My fangs dropped fully. This time I welcomed them.
Then he vanished, leaving empty air where the Stalkers’ jaws snapped shut. Black ichor sprayed as the Limuses collided, their own momentum turning them against each other in a tangle of claws and fangs.
“Goddamn, he’s quick,” Selena breathed behind me.
The Transmitter buzzed with a chorus of shrieks, whimpers, and groans, not as overwhelming as before but enough to splinter my focus.
I tried to adjust the device, but the Voices only grew clearer.
Each cry distinct and urgent. Though only an echo of the torrent Harbinger had channeled through our link.
And where I’d collapsed in agony, spewing blood and sanity, he moved without the slightest sign the Voices affected him. No nosebleeds. No screaming. Just another normal day in his rampage.

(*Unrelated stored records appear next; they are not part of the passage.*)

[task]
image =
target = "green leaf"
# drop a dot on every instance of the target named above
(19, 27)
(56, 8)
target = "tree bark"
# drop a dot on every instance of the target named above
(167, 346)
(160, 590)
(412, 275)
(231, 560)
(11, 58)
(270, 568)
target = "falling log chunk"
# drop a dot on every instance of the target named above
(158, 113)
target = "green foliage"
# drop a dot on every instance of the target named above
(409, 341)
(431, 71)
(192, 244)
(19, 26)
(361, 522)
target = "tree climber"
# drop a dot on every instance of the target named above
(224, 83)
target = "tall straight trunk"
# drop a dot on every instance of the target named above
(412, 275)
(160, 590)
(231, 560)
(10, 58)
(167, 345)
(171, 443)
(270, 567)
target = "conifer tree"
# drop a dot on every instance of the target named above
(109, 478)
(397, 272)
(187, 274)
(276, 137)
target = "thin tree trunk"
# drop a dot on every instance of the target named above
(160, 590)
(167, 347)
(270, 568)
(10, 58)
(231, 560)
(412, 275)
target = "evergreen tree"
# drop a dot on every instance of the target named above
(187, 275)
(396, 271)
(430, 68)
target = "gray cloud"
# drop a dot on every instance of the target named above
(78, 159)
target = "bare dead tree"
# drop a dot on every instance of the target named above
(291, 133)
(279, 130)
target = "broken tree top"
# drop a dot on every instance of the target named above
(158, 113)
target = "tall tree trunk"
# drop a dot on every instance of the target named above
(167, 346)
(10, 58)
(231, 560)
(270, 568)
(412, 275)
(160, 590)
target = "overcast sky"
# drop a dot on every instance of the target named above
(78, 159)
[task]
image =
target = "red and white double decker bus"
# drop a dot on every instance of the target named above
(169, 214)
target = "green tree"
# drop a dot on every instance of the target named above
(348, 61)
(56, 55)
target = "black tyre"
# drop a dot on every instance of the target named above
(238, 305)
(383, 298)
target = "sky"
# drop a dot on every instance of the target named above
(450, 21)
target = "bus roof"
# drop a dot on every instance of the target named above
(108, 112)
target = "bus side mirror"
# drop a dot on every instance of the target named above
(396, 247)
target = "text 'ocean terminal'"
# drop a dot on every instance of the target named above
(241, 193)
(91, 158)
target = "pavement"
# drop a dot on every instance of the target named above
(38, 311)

My fingers curled into fists, nails cutting crescents into my palms. I would immobilize him, send him to his knees again, and—
“I don’t want to die! I don’t want to die! I don’t want to die!” Phoenix’s voice rose above the noise, clear as the night she died.
A whisper of fear fluttered in my belly, my knees buckling.
“Holy shit,” Hummingbird’s voice echoed through the Transmitter. “That—that was Phoenix!”
My head snapped up. They heard her too.
“Aurora?” Selena gripped my elbow. Her keen eyes scanned for wounds she wouldn’t find. “What’s happening? Are you hurt?”
I shook my head. “Phoenix is out there somewhere.” I forced myself to voice the horrifying thought. “And if she is… what about the others? All our dead—where are these Voices coming from?”